Seymour Deitchman, of the Institute for Defence analysis, confirmed: ‘There had been not infrequent talk among military people that “a few nukes” dropped on strategic locations, such as the Mu Gia pass through the mountainous barrier along the North Vietnamese-Laotian border, would close that pass (and others) for good.’
The 55-page study analysed the effects of using tactical nuclear weapons against a variety of targets, as well as the likely political effects of a nuclear campaign.
It concluded that a nuclear attack on Vietnamese insurgents would ‘offer the U.S. no decisive military advantage’. Rather, the political effects ‘would be uniformly bad and could be catastrophic’.
Paul Johns, Malvern, Worcs.
QUESTION
Theresa May has been criticised for using the phrase ‘strong and stable’ too often. Who coined it? DURING this year’s General election campaign, many newspapers pointed out that adolf Hitler used the phrase in his political blueprint, Mein Kampf.
In the chapter propaganda and Organisation, he writes: ‘On the contrary, he must endeavour to take weakness and bestiality equally into account, in order, considering all factors, to create a formation which will be a living organism, imbued with strong and stable power, and thus suited to upholding an idea and paving the way for its success.’
Hitler also wrote in the work: ‘November 9, 1923, in the fourth year of its existence, the National Socialist German Workers’ party was dissolved and forbidden throughout the . . . Reich. Today, in November, 1926, it stands again before us, free . . . stronger and internally more stable than ever before.’
However, the phrase in a political context predates Hitler by more than a century. It was used in the preamble to the French Constitution of the Year VIII (1799): ‘The constitution is founded on the true principles of representative government, on the sacred rights of property, equality and liberty . . . The powers which it institutes will be strong and stable; such as they ought to be in order to guarantee the rights of the citizens, and the interests of the state.’
This constitution, which effectively spelled the end of the French revolutionary government, was drawn up following Napoleon Bonaparte’s coup.
Marcus Wightman, Liverpool.
QUESTION
Is Eric Clapton the last living member of The Intro And The Outro list of personalities mentioned by the Bonzo Dog Doo-Dah Band? THE previous answer overlooked ‘Lord Snooty and his pals’, who first appeared in the 1938 debut issue of The Beano comic by Dundee publisher D. C. Thomson.

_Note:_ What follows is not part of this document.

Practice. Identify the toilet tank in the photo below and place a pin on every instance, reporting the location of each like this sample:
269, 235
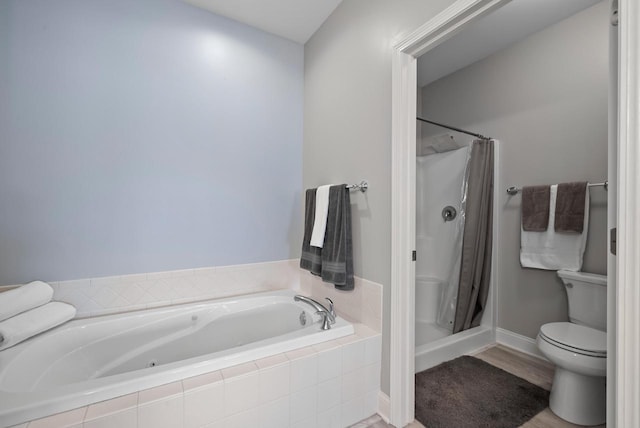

To all intents and purposes, Snooty is still extant.
Lord Marmaduke of Bunkerton was drawn by Dudley D. Watkins until his death in 1969, with successors including the late Robert Nixon. The strip, which lasted until 1991, was The Beano’s longest-running feature until that crown was usurped by Dennis the Menace.
In 2013, Lord Snooty was brought back as a three-panel strip in Funsize Funnies, while 2008 saw a new version, Snooty The Third, Marmaduke’s grandson.
The original character is still in the comic’s online version and could be brought back at any time. as one fan put it: ‘all Beano characters are immortal!’
David Robinson, Peterborough, Cambs.